Antagonistic power blocs

Opposing power blocs - Divisive spheres of influence
1. It is important to note therefore that a world which is divided into blocs, sustained by rigid ideologies, and in which instead of interdependence and solidarity different forms of imperialism hold sway, can only be a world subject to structures of sin. The sum total of the negative factors working against a true awareness of the universal common good, and the need to further it, gives the impression of creating, in persons and institutions, an obstacle which is difficult to overcome.

(Papal Encyclical, Sollicitudo Rei Socialis, 30 December 1987) 2. It was inevitable that by developing antagonistic systems and centers of power, each with its own forms of propaganda and indoctrination, the ideological opposition should evolve into a growing military opposition and give rise to two blocs of armed forces, each suspicious and fearful of the other's domination. International relations, in turn, could not fail to feel the effects of this "logic of blocs" and of the respective "spheres of influence." The tension between the two blocs which began at the end of the Second World War has dominated the whole of the subsequent forty years. Sometimes it has taken the form of "cold war," sometimes of "wars by proxy," through the manipulation of local conflicts, and sometimes it has kept people's minds in suspense and anguish by the threat of an open and total war. Although at the present time this danger seems to have receded, yet without completely disappearing, and even though an initial agreement has been reached on the destruction of one type of nuclear weapon, the existence and opposition of the blocs continue to be a real and worrying fact which still colors the world picture.
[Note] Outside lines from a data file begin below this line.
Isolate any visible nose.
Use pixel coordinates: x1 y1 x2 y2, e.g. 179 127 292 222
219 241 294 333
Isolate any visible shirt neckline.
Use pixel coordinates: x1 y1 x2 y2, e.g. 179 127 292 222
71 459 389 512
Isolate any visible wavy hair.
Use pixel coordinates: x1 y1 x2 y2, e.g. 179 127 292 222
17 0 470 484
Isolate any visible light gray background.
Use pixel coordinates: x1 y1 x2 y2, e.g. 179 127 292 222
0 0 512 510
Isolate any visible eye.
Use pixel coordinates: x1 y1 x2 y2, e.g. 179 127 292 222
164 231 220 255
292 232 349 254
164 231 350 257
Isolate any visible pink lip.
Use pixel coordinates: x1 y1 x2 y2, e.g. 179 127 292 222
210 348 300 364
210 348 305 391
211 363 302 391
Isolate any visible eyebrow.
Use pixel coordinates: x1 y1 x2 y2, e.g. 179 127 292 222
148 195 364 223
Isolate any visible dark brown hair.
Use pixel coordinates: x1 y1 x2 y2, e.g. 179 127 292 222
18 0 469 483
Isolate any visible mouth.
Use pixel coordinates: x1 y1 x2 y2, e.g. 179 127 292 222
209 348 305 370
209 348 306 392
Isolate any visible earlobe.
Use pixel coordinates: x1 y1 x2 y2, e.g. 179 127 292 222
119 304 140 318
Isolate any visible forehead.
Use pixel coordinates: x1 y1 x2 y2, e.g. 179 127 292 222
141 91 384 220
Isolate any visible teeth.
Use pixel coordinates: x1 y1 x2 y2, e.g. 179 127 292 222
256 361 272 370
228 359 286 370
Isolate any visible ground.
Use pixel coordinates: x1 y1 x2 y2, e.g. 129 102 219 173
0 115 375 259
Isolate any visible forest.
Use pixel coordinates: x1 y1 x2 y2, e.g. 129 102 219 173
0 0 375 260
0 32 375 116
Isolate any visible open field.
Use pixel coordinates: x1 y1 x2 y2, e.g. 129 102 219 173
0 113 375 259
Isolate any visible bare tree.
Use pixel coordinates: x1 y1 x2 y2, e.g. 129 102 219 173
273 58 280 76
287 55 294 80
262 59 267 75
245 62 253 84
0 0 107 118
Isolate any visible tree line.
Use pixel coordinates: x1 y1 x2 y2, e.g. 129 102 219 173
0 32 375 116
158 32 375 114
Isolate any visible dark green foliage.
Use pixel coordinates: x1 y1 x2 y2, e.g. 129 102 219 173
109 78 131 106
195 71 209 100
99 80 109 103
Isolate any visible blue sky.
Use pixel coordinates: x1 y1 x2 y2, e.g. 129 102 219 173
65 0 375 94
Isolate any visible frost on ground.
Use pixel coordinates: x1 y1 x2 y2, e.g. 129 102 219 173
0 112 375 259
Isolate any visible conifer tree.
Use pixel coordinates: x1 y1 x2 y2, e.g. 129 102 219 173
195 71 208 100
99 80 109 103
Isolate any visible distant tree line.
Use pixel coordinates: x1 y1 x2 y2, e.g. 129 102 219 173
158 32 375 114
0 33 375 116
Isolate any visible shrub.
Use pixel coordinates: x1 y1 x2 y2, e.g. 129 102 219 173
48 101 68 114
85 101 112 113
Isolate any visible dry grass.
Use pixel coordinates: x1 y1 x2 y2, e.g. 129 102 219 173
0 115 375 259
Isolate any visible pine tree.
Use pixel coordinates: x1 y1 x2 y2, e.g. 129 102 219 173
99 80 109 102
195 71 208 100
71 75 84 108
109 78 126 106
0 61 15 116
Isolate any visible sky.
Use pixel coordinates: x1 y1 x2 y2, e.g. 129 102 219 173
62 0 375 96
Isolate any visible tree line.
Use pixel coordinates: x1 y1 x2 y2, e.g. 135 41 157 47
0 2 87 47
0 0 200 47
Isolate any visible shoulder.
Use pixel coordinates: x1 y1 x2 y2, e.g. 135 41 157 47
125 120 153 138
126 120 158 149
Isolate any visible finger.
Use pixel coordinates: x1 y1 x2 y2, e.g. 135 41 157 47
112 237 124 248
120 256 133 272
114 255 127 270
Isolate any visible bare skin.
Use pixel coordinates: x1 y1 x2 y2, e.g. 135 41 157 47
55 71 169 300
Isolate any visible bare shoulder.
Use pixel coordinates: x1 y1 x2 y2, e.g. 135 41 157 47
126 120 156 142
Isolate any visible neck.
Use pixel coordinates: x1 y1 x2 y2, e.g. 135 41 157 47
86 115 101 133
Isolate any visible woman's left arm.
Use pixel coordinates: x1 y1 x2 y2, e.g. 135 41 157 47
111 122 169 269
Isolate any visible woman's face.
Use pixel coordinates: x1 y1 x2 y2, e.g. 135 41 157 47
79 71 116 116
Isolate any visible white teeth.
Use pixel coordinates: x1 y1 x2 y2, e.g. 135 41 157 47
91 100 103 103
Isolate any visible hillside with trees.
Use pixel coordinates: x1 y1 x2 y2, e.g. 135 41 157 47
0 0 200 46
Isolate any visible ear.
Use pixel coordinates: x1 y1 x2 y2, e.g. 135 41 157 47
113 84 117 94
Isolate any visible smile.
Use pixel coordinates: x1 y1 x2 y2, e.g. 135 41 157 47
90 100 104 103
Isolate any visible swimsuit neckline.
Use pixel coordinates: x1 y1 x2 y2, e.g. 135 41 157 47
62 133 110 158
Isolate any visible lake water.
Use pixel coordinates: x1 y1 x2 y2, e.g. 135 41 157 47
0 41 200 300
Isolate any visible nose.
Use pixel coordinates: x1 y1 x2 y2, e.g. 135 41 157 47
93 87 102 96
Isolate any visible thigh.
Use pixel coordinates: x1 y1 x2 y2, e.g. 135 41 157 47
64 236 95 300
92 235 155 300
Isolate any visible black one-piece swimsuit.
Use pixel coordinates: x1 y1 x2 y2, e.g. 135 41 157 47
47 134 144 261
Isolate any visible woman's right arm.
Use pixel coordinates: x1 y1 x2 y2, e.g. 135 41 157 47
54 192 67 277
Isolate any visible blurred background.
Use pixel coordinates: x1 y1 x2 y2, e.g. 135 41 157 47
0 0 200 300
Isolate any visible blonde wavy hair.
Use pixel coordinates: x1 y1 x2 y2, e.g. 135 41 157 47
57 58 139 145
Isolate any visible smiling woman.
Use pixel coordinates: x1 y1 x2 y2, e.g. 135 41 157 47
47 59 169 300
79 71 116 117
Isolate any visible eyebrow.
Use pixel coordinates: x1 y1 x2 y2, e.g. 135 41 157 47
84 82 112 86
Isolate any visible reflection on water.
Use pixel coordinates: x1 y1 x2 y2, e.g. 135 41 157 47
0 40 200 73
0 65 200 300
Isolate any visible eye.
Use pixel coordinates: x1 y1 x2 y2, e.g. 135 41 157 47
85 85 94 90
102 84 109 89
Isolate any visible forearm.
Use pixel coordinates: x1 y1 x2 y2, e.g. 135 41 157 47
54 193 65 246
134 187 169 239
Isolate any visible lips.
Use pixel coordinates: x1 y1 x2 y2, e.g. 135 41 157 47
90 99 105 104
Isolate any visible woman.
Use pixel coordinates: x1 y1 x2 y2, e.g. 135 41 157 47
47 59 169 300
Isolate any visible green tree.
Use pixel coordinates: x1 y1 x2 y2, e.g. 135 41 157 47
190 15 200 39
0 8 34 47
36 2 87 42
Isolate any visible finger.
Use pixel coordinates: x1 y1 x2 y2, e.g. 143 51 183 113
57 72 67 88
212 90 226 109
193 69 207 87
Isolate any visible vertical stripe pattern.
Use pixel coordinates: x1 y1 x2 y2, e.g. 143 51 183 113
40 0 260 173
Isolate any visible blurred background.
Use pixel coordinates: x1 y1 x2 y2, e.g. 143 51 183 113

This happens with particularly negative effects in the international relations which concern the developing countries. For as we know the tension between East and West is not in itself an opposition between two different levels of development but rather between two concepts of the development of individuals and peoples both concepts being imperfect and in need of radical correction. This opposition is transferred to the developing countries themselves, and thus helps to widen the gap already existing on the economic level between North and South and which results from the distance between the two worlds: the more developed one and the less developed one. (Papal Encyclical, Sollicitudo Rei Socialis, 30 December 1987).